Some of the variation in the share of CIT in total tax revenues results from differences in statutory corporate tax rates, which also vary considerably across jurisdictions. In addition, this variation can be explained by institutional and jurisdiction-specific factors, including:
the degree to which firms in a jurisdiction are incorporated;
the breadth of the CIT base;
the current stage of the economic cycle and the degree of cyclicality of the corporate tax system (for example, from the generosity of loss offset provisions);
the extent of reliance on other types of taxation, such as taxes on personal income and on consumption;
the extent of reliance on tax revenues from the exploitation of natural resources;
other instruments that postpone the taxation of earned profits.
Generally, differences in corporate tax revenues as a share of total tax revenues should not be interpreted as being related to base erosion and profit shifting (BEPS) behaviour, since many other factors are likely to be more significant, although profit shifting may have some effects at the margin.
Corporate tax revenues as a share of GDP
Corporate tax revenues as a percentage of GDP also vary across jurisdictions. In 2021, the ratio of corporate tax revenues to GDP were between 2% and 5% for a majority of the 123 jurisdictions covered (Figure 1.3). For 12 jurisdictions, corporate tax revenues accounted for more than 5% of GDP. In contrast, they were less than 2% of GDP in 27 jurisdictions. In 2021, the OECD and LAC, and Asia and Pacific averages were similar, at 3.3%, 3.3%, and 3.2% of GDP respectively, whereas the Africa average was lower (2.7%).

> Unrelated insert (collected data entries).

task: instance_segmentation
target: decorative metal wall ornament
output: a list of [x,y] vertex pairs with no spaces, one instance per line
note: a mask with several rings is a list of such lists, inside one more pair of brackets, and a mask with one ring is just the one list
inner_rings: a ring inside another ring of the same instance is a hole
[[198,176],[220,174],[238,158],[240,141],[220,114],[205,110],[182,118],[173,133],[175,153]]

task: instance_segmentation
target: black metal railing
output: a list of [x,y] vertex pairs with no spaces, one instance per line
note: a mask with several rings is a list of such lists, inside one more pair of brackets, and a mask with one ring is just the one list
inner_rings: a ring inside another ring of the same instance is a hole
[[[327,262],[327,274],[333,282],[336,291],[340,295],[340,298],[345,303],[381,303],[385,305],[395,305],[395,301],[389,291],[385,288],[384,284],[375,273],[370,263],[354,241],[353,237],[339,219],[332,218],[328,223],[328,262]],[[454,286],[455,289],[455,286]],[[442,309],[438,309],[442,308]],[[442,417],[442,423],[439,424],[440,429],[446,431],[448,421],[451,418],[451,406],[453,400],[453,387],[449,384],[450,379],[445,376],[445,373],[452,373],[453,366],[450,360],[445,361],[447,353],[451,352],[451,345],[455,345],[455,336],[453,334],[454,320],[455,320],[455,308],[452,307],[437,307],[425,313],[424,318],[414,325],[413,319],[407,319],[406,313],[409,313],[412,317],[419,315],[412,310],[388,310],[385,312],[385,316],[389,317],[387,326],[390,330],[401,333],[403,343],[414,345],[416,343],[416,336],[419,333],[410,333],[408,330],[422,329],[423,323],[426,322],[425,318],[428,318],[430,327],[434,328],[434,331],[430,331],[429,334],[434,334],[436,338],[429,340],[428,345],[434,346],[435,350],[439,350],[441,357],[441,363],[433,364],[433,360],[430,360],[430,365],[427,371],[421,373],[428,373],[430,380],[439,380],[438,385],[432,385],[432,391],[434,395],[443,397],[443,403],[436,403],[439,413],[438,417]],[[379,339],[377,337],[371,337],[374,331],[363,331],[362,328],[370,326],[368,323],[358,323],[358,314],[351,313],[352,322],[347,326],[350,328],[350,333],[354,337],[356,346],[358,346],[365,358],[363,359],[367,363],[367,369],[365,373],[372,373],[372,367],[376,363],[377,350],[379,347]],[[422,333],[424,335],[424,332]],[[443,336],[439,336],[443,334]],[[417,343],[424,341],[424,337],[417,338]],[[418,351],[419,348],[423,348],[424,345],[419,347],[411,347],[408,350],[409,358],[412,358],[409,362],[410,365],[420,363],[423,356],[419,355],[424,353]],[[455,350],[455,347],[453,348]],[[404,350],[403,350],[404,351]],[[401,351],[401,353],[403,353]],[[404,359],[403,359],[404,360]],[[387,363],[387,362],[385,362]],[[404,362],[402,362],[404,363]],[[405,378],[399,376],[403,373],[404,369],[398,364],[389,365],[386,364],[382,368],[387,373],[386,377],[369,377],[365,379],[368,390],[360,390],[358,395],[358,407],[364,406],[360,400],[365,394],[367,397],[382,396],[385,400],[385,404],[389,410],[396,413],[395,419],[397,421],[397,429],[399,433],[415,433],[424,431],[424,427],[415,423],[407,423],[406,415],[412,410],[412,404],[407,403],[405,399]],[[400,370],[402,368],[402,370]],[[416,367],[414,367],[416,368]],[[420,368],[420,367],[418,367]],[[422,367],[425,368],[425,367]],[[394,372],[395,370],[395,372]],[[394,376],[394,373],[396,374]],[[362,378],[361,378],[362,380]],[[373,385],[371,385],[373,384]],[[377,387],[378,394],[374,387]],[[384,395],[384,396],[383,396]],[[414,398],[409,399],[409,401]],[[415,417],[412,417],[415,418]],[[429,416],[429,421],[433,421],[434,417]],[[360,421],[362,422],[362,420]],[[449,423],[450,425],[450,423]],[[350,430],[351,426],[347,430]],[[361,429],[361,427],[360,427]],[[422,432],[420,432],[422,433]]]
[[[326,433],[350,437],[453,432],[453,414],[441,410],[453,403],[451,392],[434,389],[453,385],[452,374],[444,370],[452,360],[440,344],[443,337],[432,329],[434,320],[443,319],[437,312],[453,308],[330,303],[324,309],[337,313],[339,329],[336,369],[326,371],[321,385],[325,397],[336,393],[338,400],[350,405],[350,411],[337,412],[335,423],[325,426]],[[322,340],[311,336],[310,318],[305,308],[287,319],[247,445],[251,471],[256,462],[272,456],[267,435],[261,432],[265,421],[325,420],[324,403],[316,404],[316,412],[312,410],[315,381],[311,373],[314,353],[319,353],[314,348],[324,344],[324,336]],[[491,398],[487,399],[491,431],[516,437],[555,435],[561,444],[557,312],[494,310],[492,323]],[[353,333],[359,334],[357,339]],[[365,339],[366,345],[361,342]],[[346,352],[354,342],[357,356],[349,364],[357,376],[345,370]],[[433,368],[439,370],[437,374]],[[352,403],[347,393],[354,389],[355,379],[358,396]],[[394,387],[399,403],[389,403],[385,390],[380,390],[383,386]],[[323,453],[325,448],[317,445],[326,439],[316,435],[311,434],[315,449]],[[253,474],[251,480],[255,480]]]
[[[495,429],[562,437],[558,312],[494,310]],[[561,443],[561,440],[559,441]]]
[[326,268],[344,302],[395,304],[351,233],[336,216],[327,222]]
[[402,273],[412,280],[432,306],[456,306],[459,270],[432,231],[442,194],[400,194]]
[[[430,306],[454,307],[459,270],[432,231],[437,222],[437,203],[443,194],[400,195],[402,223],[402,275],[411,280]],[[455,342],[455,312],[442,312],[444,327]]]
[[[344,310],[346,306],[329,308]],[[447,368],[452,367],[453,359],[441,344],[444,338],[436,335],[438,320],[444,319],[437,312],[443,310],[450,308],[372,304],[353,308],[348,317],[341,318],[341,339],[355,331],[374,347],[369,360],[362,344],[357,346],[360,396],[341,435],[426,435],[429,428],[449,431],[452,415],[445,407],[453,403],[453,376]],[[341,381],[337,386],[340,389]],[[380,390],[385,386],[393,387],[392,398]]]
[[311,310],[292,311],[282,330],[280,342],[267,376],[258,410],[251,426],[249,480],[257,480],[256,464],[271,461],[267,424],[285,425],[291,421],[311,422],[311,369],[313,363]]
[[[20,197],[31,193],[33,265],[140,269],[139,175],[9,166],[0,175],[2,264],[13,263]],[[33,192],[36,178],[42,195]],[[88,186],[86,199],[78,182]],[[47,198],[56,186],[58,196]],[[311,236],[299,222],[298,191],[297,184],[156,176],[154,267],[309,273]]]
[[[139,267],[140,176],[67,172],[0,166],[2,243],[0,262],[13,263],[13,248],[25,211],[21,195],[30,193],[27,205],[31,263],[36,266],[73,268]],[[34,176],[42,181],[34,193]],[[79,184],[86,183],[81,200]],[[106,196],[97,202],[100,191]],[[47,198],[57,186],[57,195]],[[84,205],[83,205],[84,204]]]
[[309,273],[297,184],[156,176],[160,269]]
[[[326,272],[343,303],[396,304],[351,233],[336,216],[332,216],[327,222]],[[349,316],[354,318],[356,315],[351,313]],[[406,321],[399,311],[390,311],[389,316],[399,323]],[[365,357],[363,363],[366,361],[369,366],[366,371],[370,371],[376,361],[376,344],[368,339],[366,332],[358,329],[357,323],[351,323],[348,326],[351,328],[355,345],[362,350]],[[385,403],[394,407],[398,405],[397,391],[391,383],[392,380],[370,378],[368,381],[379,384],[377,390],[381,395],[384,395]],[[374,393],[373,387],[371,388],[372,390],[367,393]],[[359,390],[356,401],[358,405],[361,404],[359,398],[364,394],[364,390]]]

The reasons for the variation across jurisdictions in corporate tax revenues as a percentage of GDP are similar to those that explain why the corporate tax revenue share of total tax revenue differs, such as differences in statutory corporate tax rates and differences in the degree to which firms in a given jurisdiction are incorporated. In addition, the total level of taxation as a share of GDP plays a role. For example, for the 32 African jurisdictions, the relatively high average revenue share of CIT compared to the relatively low average of CIT as a percentage of GDP reflects the low amount of total tax raised as a percentage of GDP (average of 15.6%). Total tax revenue as a percentage of GDP is somewhat higher for the 27 LAC jurisdictions (average of 21.7%), the 31 Asian and Pacific jurisdictions (average of 19.8%) and significantly higher for the OECD jurisdictions (average of 34.2%). Across the jurisdictions in the database, low tax-to-GDP ratios may reflect policy choices as well as challenges associated with domestic resource mobilisation (e.g., administrative capacity and levels of compliance). The fact that CIT-to-GDP ratios are similar across countries with varying levels of economic development suggests that variation in total tax-to-GDP ratios is driven more strongly by other tax categories (e.g. PIT, SSCs) than by CIT.
Notes
← 1. The Global Revenue Statistics Database covers 127 jurisdictions as of June 2024. Data on CIT revenues is available for 123 of these jurisdictions. In addition to the OECD, the Global Revenue Statistics Database also contains data on 31 Asian and Pacific jurisdictions, 27 Latin America and Caribbean jurisdictions, and 32 African jurisdictions, and averages for the LAC, African, and Asian and Pacific regions.
← 2. The latest tax revenue data available across all jurisdictions in the database are for 2021, although there are 2022 data available for some jurisdictions in the Global Revenue Statistics database.
← 3. The Bahamas, Nauru, Tokelau and Vanuatu do not levy a corporate income tax.